Sur le site de l'Elysée, nous constatons que le déplacement de Hollande débutera par la visite à Obama à Washington. Il ira donc prendre les ordres auprès de son Maître avant de se rendre à Moscou ! 

Déplacements Washington - Moscou

Rubrique : Défense, International, développement et francophonie

Dans le cadre de l’action de la communauté internationale dans la lutte contre Daech et le règlement de la situation en Syrie, le Président de la République se rendra :

- mardi 24 novembre à Washington pour un entretien avec le Président Barack OBAMA

- jeudi 26 novembre à Moscou pour un entretien avec le Président Vladimir POUTINE

 

Hollande se rendra à Moscou et à Washington la semaine prochaine

François Hollande


Hollande rencontrera Obama à Washington et Poutine à Moscou "la semaine prochaine", a annoncé mardi sur France-Inter le premier ministre Manuel Valls.

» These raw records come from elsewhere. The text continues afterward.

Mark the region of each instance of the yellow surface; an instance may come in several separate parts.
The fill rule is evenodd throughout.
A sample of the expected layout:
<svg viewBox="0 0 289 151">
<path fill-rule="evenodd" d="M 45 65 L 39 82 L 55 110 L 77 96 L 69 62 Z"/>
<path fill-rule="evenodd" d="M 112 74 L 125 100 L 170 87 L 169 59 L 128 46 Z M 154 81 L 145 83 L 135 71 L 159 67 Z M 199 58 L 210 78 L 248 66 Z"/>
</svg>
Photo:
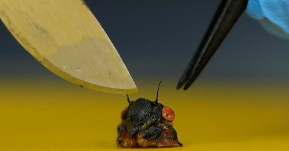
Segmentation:
<svg viewBox="0 0 289 151">
<path fill-rule="evenodd" d="M 1 79 L 0 150 L 289 149 L 288 87 L 199 82 L 184 91 L 163 82 L 159 101 L 174 109 L 183 147 L 117 147 L 116 127 L 127 105 L 125 96 L 63 81 Z M 154 99 L 158 82 L 137 83 L 139 93 L 131 99 Z"/>
<path fill-rule="evenodd" d="M 83 1 L 0 0 L 0 18 L 26 50 L 58 76 L 103 92 L 137 92 L 114 46 Z"/>
</svg>

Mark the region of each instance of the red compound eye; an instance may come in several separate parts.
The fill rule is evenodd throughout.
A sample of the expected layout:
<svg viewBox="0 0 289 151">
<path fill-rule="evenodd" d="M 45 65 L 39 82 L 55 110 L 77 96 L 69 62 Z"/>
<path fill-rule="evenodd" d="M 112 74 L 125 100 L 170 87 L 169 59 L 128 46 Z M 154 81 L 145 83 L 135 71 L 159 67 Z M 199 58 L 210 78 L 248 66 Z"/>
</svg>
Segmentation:
<svg viewBox="0 0 289 151">
<path fill-rule="evenodd" d="M 123 118 L 123 116 L 125 115 L 125 112 L 127 110 L 127 107 L 125 107 L 122 110 L 121 110 L 121 118 L 122 119 Z"/>
<path fill-rule="evenodd" d="M 173 121 L 175 119 L 175 112 L 171 108 L 167 106 L 164 106 L 162 110 L 162 115 L 169 121 Z"/>
</svg>

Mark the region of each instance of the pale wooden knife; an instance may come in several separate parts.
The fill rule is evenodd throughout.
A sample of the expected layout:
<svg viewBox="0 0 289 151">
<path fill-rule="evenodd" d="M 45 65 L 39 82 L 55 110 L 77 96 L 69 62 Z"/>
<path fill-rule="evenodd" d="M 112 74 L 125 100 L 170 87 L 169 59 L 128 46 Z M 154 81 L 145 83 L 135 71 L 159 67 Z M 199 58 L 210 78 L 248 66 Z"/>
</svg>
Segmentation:
<svg viewBox="0 0 289 151">
<path fill-rule="evenodd" d="M 0 0 L 0 18 L 43 65 L 75 84 L 116 93 L 138 90 L 111 41 L 80 0 Z"/>
</svg>

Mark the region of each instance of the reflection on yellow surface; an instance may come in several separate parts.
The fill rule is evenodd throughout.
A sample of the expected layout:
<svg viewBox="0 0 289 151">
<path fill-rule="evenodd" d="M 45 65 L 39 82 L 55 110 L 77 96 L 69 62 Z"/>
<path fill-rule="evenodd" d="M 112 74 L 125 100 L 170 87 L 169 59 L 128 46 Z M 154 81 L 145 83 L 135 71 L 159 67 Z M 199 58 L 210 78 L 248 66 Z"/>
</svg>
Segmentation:
<svg viewBox="0 0 289 151">
<path fill-rule="evenodd" d="M 147 82 L 137 83 L 139 93 L 131 100 L 154 100 L 159 81 Z M 169 80 L 164 82 L 159 101 L 174 109 L 174 126 L 184 146 L 133 150 L 289 149 L 289 85 L 199 82 L 184 91 L 175 90 Z M 125 96 L 64 80 L 1 83 L 0 151 L 131 150 L 116 144 L 120 112 L 127 105 Z"/>
</svg>

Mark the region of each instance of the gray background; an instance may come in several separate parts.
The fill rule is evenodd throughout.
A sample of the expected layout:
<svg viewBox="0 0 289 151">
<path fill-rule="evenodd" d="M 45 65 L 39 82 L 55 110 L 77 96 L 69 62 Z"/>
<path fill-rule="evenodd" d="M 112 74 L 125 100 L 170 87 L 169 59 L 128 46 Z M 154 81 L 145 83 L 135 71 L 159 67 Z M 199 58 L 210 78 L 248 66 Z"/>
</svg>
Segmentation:
<svg viewBox="0 0 289 151">
<path fill-rule="evenodd" d="M 85 1 L 135 80 L 176 83 L 208 26 L 218 1 Z M 59 78 L 43 66 L 0 24 L 0 76 Z M 243 14 L 199 79 L 289 79 L 289 43 Z M 258 82 L 259 81 L 259 82 Z"/>
</svg>

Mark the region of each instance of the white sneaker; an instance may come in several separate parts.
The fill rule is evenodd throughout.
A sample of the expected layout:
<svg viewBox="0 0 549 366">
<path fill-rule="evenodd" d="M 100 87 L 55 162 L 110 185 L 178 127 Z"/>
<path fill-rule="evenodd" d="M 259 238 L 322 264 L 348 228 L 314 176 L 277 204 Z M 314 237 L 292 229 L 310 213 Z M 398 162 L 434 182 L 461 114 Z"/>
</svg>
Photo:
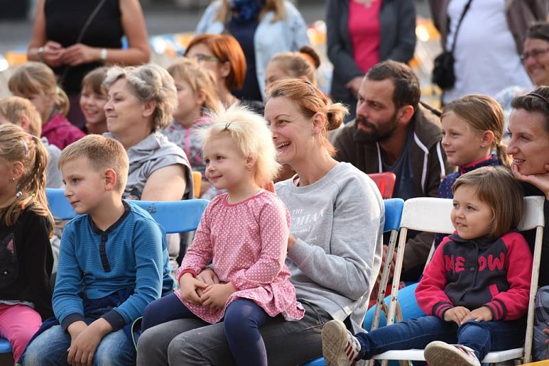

François Hollande rencontra "la semaine prochaine" Barack Obama à Washington et Vladimir Poutine à Moscou, dans le but de parvenir à une coalition unique contre le groupe Etat islamique (EI) en Syrie, a indiqué mardi Manuel Valls.

"Cette nuit, il y a eu de nouvelles frappes de notre aviation à Raqqa pour détruire un QG et un camp de combattants de Daech (acronyme de l'EI en arabe) et nous allons poursuivre, le chef de l'Etat l'a annoncé, en mobilisant la communauté internationale. C'est le sens du déplacement du président de la République la semaine prochaine à Washington et à Moscou pour rencontrer Barack Obama et Vladimir Poutine", a déclaré le premier ministre mardi sur France Inter.

Le chef de l'Etat rencontrerait les présidents américain et russe en vue de former une grande coalition visant à détruire l'Etat islamique.

François Hollande reçoit aujourd'hui le chef de la diplomatie américaine, John Kerry.